I've been in the prop pres biz for just about two years now and have been pushing off getting software to help with the business. I'm at a point now where emails and spreadsheets are getting out of control and I can't keep up with managing it all especially since picking up a new client. 

Any advice for what the best software is? Ive heard of fieldcomm, ezinspections, proppreswizard, and preservtrac and I've looked at their websites but I'm not sure which is best. I've tried searching google and in this forum but wasn't able to find any reviews or comments. 

Anyone have recommendations for what's best? I heard fieldcomm is the most expensive, but is it worth it?

We have 3 clients that we work with and 35 contractors in the field.

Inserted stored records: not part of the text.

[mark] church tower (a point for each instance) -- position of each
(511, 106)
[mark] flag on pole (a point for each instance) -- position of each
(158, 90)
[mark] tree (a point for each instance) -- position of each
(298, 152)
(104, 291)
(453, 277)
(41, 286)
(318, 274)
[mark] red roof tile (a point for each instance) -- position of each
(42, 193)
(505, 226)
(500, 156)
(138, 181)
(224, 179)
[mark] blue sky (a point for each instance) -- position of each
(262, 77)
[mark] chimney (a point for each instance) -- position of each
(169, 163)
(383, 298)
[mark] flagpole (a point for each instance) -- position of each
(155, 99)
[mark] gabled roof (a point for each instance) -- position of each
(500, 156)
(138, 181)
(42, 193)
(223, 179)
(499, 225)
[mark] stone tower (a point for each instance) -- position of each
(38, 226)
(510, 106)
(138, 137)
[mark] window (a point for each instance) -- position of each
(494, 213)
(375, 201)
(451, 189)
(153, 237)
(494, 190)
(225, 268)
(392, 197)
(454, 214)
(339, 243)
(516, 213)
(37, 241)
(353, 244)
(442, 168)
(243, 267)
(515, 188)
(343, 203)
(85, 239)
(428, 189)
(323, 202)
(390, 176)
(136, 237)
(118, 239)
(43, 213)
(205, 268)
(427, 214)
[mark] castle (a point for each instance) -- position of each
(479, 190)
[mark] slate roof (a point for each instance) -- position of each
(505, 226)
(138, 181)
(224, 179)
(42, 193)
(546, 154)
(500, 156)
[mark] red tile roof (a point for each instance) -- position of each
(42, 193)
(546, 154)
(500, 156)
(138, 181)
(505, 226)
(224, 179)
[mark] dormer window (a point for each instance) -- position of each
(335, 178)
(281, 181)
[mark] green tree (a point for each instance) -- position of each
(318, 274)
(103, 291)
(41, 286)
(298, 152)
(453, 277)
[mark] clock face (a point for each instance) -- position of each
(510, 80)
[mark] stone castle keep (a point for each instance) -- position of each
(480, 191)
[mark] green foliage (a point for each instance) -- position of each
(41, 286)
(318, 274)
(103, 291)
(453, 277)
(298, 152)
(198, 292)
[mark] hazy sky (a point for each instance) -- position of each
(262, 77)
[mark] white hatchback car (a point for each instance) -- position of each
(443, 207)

We handle both inspections and prop pres work. With grasscut season coming up we want to get a system in place ASAP to keep things organized. 

Thanks in advance for the advice.


----------



## Prestigious Property (May 30, 2012)

I use ADKAD Groundskeeper PRO and love it... I have used it for going on 7 years.... I use Quick Books for accounting....Hope this helps...


----------



## Guest (Feb 20, 2012)

Thanks AffordablePS.

Does anyone have any other recommendations or experience with any other software also?

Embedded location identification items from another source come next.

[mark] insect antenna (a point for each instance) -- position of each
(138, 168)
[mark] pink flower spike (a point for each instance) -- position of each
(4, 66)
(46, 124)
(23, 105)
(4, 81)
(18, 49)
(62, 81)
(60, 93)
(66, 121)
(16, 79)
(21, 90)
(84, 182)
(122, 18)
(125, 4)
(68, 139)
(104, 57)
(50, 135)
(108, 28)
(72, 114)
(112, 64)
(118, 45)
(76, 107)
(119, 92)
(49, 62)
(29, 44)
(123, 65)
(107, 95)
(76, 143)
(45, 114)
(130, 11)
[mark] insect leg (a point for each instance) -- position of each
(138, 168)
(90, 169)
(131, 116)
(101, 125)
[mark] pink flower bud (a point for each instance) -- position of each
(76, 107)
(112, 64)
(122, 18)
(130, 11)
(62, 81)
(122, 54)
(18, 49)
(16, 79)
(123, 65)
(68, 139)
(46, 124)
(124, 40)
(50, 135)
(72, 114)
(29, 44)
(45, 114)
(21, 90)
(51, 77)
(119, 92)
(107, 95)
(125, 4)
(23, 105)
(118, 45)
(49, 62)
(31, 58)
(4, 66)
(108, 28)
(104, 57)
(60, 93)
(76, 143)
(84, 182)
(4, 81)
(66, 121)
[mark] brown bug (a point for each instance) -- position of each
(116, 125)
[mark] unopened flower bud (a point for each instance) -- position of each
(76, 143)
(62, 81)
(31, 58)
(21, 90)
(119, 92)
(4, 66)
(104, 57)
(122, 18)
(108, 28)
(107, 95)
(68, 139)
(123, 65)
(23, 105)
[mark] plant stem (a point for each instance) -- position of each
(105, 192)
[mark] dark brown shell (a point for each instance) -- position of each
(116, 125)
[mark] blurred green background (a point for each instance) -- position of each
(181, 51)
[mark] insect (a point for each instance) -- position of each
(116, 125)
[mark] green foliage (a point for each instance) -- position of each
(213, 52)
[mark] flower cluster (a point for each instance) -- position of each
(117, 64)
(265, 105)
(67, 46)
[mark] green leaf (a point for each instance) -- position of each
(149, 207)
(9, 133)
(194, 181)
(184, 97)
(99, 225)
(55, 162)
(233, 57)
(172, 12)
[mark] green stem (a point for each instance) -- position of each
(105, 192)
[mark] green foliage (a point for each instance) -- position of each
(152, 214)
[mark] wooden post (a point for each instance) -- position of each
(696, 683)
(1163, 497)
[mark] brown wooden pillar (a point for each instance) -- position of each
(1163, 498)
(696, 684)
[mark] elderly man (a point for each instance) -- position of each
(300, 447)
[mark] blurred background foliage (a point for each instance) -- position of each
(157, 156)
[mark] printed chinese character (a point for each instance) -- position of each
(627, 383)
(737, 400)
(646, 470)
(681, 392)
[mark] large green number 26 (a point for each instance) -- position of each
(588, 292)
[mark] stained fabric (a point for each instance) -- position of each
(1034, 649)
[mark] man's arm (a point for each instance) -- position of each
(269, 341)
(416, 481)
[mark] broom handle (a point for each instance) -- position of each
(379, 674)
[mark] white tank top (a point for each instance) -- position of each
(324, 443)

also with quickbooks, is there an easy way to manage the jobs or any tips and tricks for making the most of it?

thanks


----------



## BPWY (Apr 12, 2012)

I just upgraded from QB 2009 to 2012. They have a couple of nice features in '12 they haven't had previously. 

For example you can scan pertinent documents into QB and attach them to a customer or just as a document holder.


----------



## Gypsos (Apr 30, 2012)

Is there a good program for managing properties to schedule lawn cuts or other routine maintenance?


----------



## Craigslist Hack (Jun 14, 2012)

Infield Express

It is made for our business and works great.


----------



## thanohano44 (Aug 5, 2012)

Doberman Prop said:


> Infield Express
> 
> It is made for our business and works great.

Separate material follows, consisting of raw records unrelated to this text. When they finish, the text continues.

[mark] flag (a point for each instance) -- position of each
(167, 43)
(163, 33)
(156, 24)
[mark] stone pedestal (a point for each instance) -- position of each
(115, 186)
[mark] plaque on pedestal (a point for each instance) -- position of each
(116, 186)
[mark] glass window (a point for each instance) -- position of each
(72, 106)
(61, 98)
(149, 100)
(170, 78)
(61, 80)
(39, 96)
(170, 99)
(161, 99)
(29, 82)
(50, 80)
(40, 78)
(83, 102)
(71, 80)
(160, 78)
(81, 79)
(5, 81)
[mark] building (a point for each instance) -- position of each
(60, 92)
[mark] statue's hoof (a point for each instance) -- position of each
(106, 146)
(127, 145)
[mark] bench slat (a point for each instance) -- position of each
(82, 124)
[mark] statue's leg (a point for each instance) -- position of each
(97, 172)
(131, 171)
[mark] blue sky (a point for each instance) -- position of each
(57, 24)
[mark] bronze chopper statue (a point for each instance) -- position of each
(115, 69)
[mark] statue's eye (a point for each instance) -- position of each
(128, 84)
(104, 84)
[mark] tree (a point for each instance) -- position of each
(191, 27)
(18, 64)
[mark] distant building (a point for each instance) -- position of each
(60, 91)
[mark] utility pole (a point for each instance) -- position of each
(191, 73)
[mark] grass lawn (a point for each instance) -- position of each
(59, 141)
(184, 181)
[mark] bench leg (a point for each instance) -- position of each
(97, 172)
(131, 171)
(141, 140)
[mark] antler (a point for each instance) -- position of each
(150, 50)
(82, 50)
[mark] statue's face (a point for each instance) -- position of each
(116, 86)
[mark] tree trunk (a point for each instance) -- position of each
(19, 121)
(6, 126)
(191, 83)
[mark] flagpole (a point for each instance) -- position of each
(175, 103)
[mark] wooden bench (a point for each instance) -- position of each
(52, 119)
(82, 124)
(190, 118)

Really???? With all the errors as problems of infield express, the time delays, I just placed everything on iCloud for my employees. Photos are uploaded through our iPads or iPhones. What i pay for a yearly subscription to Apple for the storage is pennies compared to FC licensing and CPU fee's.


----------



## Craigslist Hack (Jun 14, 2012)

thanohano44 said:


> Really???? With all the errors as problems of infield express, the time delays, I just placed everything on iCloud for my employees. Photos are uploaded through our iPads or iPhones. What i pay for a yearly subscription to Apple for the storage is pennies compared to FC licensing and CPU fee's.


Other than the occasional struggle with Silverlight we like it. If there is something better by all means share with me.

It would be awesome if there was an ap that did it all. FAS has an app but I have heard mixed reviews.


----------



## lonestarfs (Nov 24, 2012)

We used PropertyPresWizard and it works great. Transferring to EZInspections now just because they have mobile apps for faster processing.


----------